Small (random) thoughts on Big Data

By Shriram Venkatraman, on 12 December 2012

Photo: hisperati (Creative Commons)

A casual search for the definition/description of Big Data can throw up results that define/describe this phenomenon in various ways. Though most agree on size (as the term itself implies), there are other dimensions applied to this term, that seem to be on the increase based on the nature of the industry that defines this. Definitions range from using 3V models to 4V models; single dataset to multiple datasets; single database with multiple datasets to multiple databases with multiple datasets; size of each dataset from gigabytes to exabytes (very relative); nature of each of this dataset; complexity not only in terms of types of data sources but also with respect to the relationships that these data points share; speed (or velocity) at which the data is produced, so on and so forth. Other than the dimensions of size and complexity, it looks like the definition of Big Data is as big as the data itself.

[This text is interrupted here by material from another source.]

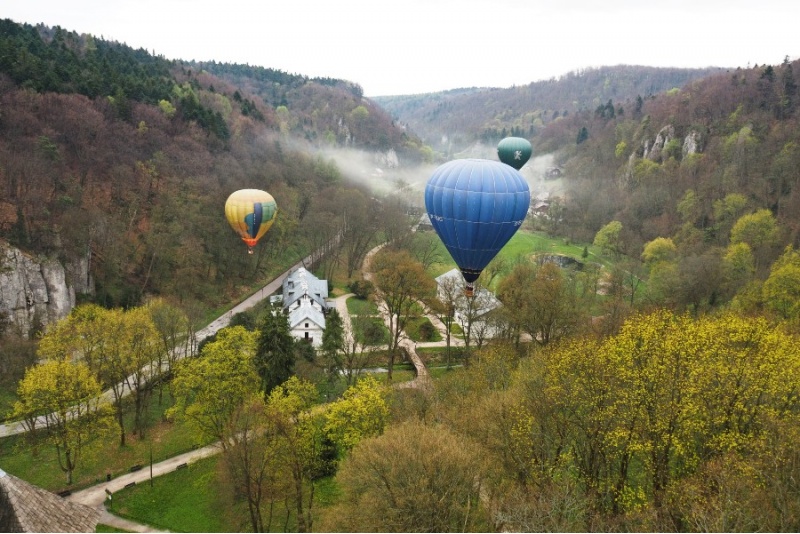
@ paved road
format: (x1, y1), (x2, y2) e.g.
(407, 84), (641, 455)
(0, 253), (316, 440)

From a universal perspective, most of these definitions that speak about the size of the dataset proclaim that humanity creates 2.5 exabytes of data every day. However, one has to remember that this is only tracked data defined based on the technological storage capacity. So, what happens to the untracked data? So are these exabytes of data our data generation, or production that can be tracked by technology? Though, this will definitely grow in size as technology advances with data storage capacity, can technology reach out to every nook and corner of this world? It seems like a major portion of Big Data description is limited to the digital space alone.  Though, the definition of Big Data seems to grow in a non-linear fashion, the growth of Big Data itself seems to be linear based on its dependency on digital and or technological growth.

Data can be processed and does have the potential to turn into information, and information can be broken into data – so processing of this information is, in a way, producing more data, which is again processed to produce more information which is data again – in a way becoming a vicious cycle of production, storage and processing.

It will definitely be interesting to see what comes out of Big Data research; it might produce big definitions, bigger philosophies and biggest profits too.